Deforestation is being done to avoid traffic Congestion


LAHORE: Public Trust and Urban Heritage Park in Lahore is under threat because of government of Punjab’s act to remove trees for widening Canal Road. According to environmentalists this is being done in the second most polluted metropolis in Pakistan.

Lahore Canal is an historical feature and one of the busiest routesof the city. It not only bearsa heavy flow of traffic but plays a vital role in absorbing air pollution and producing oxygen with its large number of trees.

But Lahore Canal is being changed under the government’s policy of constructing new roads.

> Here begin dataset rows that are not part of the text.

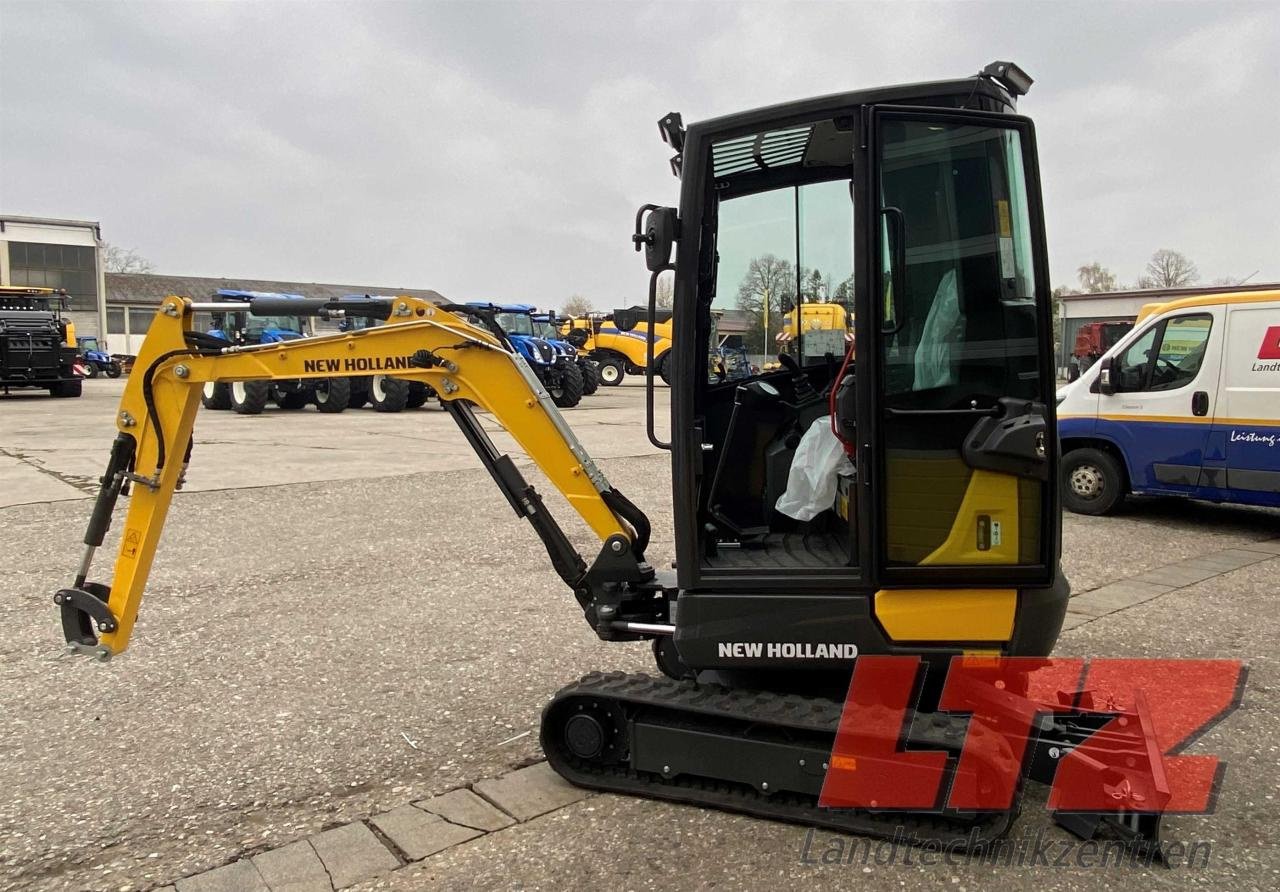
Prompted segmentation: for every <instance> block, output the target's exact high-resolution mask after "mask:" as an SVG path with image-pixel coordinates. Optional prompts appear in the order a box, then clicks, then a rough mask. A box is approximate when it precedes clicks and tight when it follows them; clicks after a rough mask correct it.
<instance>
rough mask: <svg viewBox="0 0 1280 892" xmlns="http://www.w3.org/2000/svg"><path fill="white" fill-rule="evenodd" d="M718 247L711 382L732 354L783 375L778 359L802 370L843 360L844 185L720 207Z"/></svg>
mask: <svg viewBox="0 0 1280 892" xmlns="http://www.w3.org/2000/svg"><path fill="white" fill-rule="evenodd" d="M716 247H717V252H718V262H717V267H716V298H714V301H713V302H712V316H713V320H714V321H716V325H713V331H712V343H710V344H708V348H709V354H710V356H712V363H710V369H712V372H713V375H712V376H710V380H713V381H714V380H716V379H717V378H718V375H717V374H714V372H716V363H717V361H718V360H719V361H723V360H724V353H726V352H732V351H735V349H737V351H741V354H742V358H740V360H736V361H737V362H741V363H744V365H746V363H750V365H753V366H755V367H756V369H760V370H762V371H773V370H776V369H778V361H777V357H778V354H780V353H790V354H791V356H792V357H795V358H796V360H797V361H799V362H800V365H808V363H813V362H820V361H824V358H826V357H827V356H833V357H836V360H837V361H838V360H841V358H842V357H844V354H845V351H846V347H847V342H849V340H850V337H851V335H850V333H851V331H852V317H854V312H852V307H854V206H852V200H851V197H850V193H849V180H847V179H838V180H831V182H824V183H808V184H803V186H785V187H781V188H776V189H771V191H767V192H755V193H751V195H745V196H740V197H735V198H730V200H724V201H722V202H721V205H719V232H718V234H717V243H716Z"/></svg>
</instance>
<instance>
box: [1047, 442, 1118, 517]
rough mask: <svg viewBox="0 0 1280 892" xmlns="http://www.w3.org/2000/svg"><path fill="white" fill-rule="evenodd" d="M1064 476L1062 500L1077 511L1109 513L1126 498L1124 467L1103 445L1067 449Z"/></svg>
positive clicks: (1089, 512) (1065, 456) (1061, 473)
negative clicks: (1092, 447) (1120, 465)
mask: <svg viewBox="0 0 1280 892" xmlns="http://www.w3.org/2000/svg"><path fill="white" fill-rule="evenodd" d="M1061 480H1062V504H1064V506H1066V507H1068V508H1069V509H1070V511H1074V512H1075V513H1078V514H1108V513H1111V512H1112V511H1115V509H1116V508H1117V507H1119V506H1120V503H1121V502H1124V497H1125V482H1124V471H1123V470H1121V468H1120V463H1119V462H1116V459H1115V458H1112V457H1111V456H1108V454H1107V453H1105V452H1102V450H1101V449H1073V450H1071V452H1069V453H1066V456H1065V457H1064V458H1062V470H1061Z"/></svg>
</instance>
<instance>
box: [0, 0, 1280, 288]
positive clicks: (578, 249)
mask: <svg viewBox="0 0 1280 892" xmlns="http://www.w3.org/2000/svg"><path fill="white" fill-rule="evenodd" d="M1277 47H1280V4H1275V3H1256V4H1248V3H1245V4H1229V3H1210V4H1194V3H1157V4H1138V3H1124V4H1119V3H1117V4H1112V3H1084V4H1070V3H1028V1H1024V3H1016V4H988V3H948V4H941V5H933V4H902V3H899V4H891V5H881V4H861V3H844V4H819V3H801V4H791V5H783V4H758V5H756V4H742V5H739V4H730V3H701V4H694V3H681V4H671V5H667V4H662V3H653V1H650V3H641V4H636V3H593V4H577V3H538V4H535V3H525V4H497V3H495V4H484V3H439V4H426V3H422V4H417V3H385V4H374V3H360V4H342V3H324V4H319V3H292V4H280V5H271V4H265V3H257V4H196V3H172V4H140V3H133V4H110V3H92V4H91V3H81V4H72V5H56V4H50V3H38V4H26V3H12V1H6V0H0V211H4V212H8V214H23V215H38V216H56V218H81V219H93V220H100V221H101V223H102V233H104V237H105V238H106V239H108V241H110V242H113V243H116V244H122V246H125V247H132V248H136V250H137V251H138V252H140V253H142V255H143V256H146V257H148V259H150V260H152V261H154V262H155V265H156V267H157V270H159V271H163V273H174V274H188V275H225V276H243V278H276V279H285V280H301V282H338V283H360V284H383V285H388V287H394V285H403V287H421V288H435V289H438V291H440V292H443V293H444V294H447V296H449V297H451V298H456V299H462V298H481V297H489V298H504V299H520V301H530V302H534V303H540V305H543V306H556V305H557V303H558V302H561V301H562V299H563V298H564V297H566V296H568V294H571V293H581V294H585V296H588V297H589V298H591V299H593V301H594V302H595V303H596V305H598V306H600V307H611V306H618V305H620V302H622V303H630V302H632V301H635V299H636V298H637V297H639V296H640V294H643V291H644V287H645V282H646V278H645V273H644V270H643V265H641V264H640V261H639V259H637V256H636V255H635V253H632V251H631V250H630V244H628V235H630V229H631V221H632V216H634V214H635V209H636V207H637V206H639V205H640V203H644V202H646V201H653V202H659V203H675V201H676V197H677V182H676V180H675V179H673V178H672V177H671V174H669V171H668V169H667V156H668V155H669V151H668V148H667V147H666V146H664V145H663V143H662V142H660V139H659V138H658V132H657V128H655V125H654V122H655V120H657V119H658V118H659V116H660V115H662V114H663V113H666V111H668V110H680V111H682V113H684V115H685V119H686V120H696V119H699V118H704V116H709V115H717V114H722V113H727V111H733V110H737V109H742V108H751V106H756V105H767V104H771V102H777V101H785V100H790V99H799V97H804V96H809V95H815V93H827V92H837V91H841V90H849V88H856V87H863V86H873V84H877V83H896V82H909V81H923V79H933V78H951V77H963V76H968V74H970V73H973V72H975V70H977V69H978V68H980V67H982V65H984V64H986V63H988V61H991V60H993V59H1012V60H1015V61H1018V63H1019V64H1020V65H1021V67H1023V68H1025V69H1027V70H1028V72H1029V73H1030V74H1032V76H1033V77H1036V79H1037V83H1036V86H1034V87H1033V90H1032V92H1030V95H1029V96H1028V97H1025V99H1024V100H1023V102H1021V106H1020V108H1021V111H1024V113H1025V114H1028V115H1030V116H1033V118H1034V119H1036V122H1037V128H1038V134H1039V143H1041V160H1042V169H1043V170H1042V173H1043V178H1044V189H1046V209H1047V218H1048V234H1050V253H1051V260H1052V269H1053V278H1055V284H1064V283H1068V284H1074V270H1075V267H1076V266H1079V265H1080V264H1084V262H1088V261H1093V260H1097V261H1101V262H1102V264H1103V265H1106V266H1110V267H1111V269H1114V270H1115V271H1116V273H1117V274H1119V276H1120V279H1121V282H1133V280H1134V279H1137V276H1138V275H1139V274H1140V273H1142V267H1143V264H1144V262H1146V260H1147V257H1148V256H1149V255H1151V252H1152V251H1155V250H1156V248H1161V247H1170V248H1176V250H1180V251H1183V252H1185V253H1187V255H1188V256H1190V257H1192V259H1193V260H1194V261H1196V262H1197V264H1198V266H1199V270H1201V274H1202V278H1203V279H1204V280H1212V279H1216V278H1220V276H1244V275H1248V274H1251V273H1253V271H1254V270H1258V271H1257V274H1256V275H1254V278H1253V279H1252V280H1253V282H1263V280H1271V282H1275V280H1280V60H1277V56H1276V49H1277Z"/></svg>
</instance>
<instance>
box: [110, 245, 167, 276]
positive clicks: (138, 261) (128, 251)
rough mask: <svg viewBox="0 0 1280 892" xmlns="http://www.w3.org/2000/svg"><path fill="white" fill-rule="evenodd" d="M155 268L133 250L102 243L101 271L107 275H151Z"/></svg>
mask: <svg viewBox="0 0 1280 892" xmlns="http://www.w3.org/2000/svg"><path fill="white" fill-rule="evenodd" d="M155 267H156V266H155V264H152V262H151V261H150V260H147V259H146V257H143V256H142V255H140V253H138V252H137V251H134V250H133V248H122V247H118V246H115V244H111V243H110V242H102V269H104V270H106V271H108V273H151V271H154V270H155Z"/></svg>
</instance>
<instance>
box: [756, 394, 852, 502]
mask: <svg viewBox="0 0 1280 892" xmlns="http://www.w3.org/2000/svg"><path fill="white" fill-rule="evenodd" d="M852 472H854V463H852V462H850V461H849V456H846V454H845V448H844V445H842V444H841V443H840V440H838V439H837V438H836V435H835V434H833V433H832V430H831V416H829V415H824V416H822V417H820V418H818V420H815V421H814V422H813V424H812V425H809V430H806V431H805V433H804V436H801V438H800V445H797V447H796V454H795V456H794V457H792V458H791V472H790V474H788V475H787V491H786V493H783V494H782V495H780V497H778V503H777V506H774V507H776V508H777V509H778V511H780V512H782V513H783V514H786V516H787V517H792V518H795V520H797V521H812V520H813V518H814V517H817V516H818V514H820V513H822V512H823V511H826V509H827V508H831V507H832V506H833V504H835V502H836V486H837V480H836V477H837V475H840V474H852Z"/></svg>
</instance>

The government has chopped down more than 600 trees for extension of Canal Road.

This is the second project to avoid traffic congestion on Canal after 2009-2010 in which many hundreds of trees were axed to widen the same road and construct underpasses.

Cutting trees on Canal is prohibited and illegal according to the ruling of Supreme Court Pakistan given in 2011.

Imrana Tiwana, general secretary of Save Lahore Movement, talking to News Lens Pakistan, said the court had declared the Canal as “Public Trust and Urban Heritage Park” which is a milestone and different of its kind in the whole of Asia.

To save trees on the Canal, Punjab Assembly also passed “Canal Heritage Act 2013” in which act of construction, removal or damage of trees is considered as a criminal offense. This act applies on the area from Thokar Niaz Baig to Jallo Park, a long track along the canal where the violation of the law has taken place.

Recent Canal project will consume rupees 9 billion. Government officials are satisfied what is being done to avoid traffic congestion on Lahore Canal. “We have a plan to plant more trees as soon as road construction get completed,” Israr Khan Chief Engineer Lahore Development Authority (LDA) told News Lens Pakistan.“This plan is the need of the hour and will cater to the needs of the city.”

“Demolishment of trees and widening Lahore Canal can’t help you avoid traffic congestion because government’s department, National Engineering Services Pakistan (NESPAK)contradicts what is being told to us by other agencies,” Imrana Tiwana told News Lens Pakistan.

LDA and Punjab government, as per law, were supposed to take no-objection certificate or environmental impact assessment from the Environment Protection Authority (EPA) before the commencement of this project, Hammad Naqi Khan Director General World Wide Fund WWF said. “Unfortunately government didn’t bother that chopping trees will create health issues and will fuel warming in the city.”

Punjab Minister for Environment Shuja Khanzada said, “Clogging on Canal Road propelled us to widen it.” He said that it is government’s duty to take steps in favor of public interest.

He said, “It is not violation of the court’s orders but an effort to avoid traffic jam which is a big source of air and noise pollution in the city.”

Widening roads after sacrificing so many trees and greenery is not the solution to avoid congestion on canal, Tiwana said. She said only 8 to 10 percent population of Lahore uses vehicles, so these actions of government speaks volumes about its priorities.

She said pollution level is at its peak and deforestation might prove dangerous for the city.

Canal Road’s greenery is so important to reduce temperature and pollution, said Munawar Sabir, a professor of environment studies.

“The axed trees were more than 300 years old. Moreover, government has acquired about 38 acres of agriculture land from University of the Punjab, which is another step of increasing pollution and decreasing food production.” He further said hundreds of birds have also been displaced and there is no one to think about that number of birds is reducing rapidly in Lahore because of deforestation in the city.

Another environmentalist,Syed Muhammad Abubakar, said while talking to News Lens Pakistan, “Pollution level of Lahore is 14 times higher than the limits of United States Environmental Protection Agency and according to United Nations Food and Agriculture Organization the deforestation rate in Pakistan is 2.1 percent, which is very alarming and will lead to catastrophe.”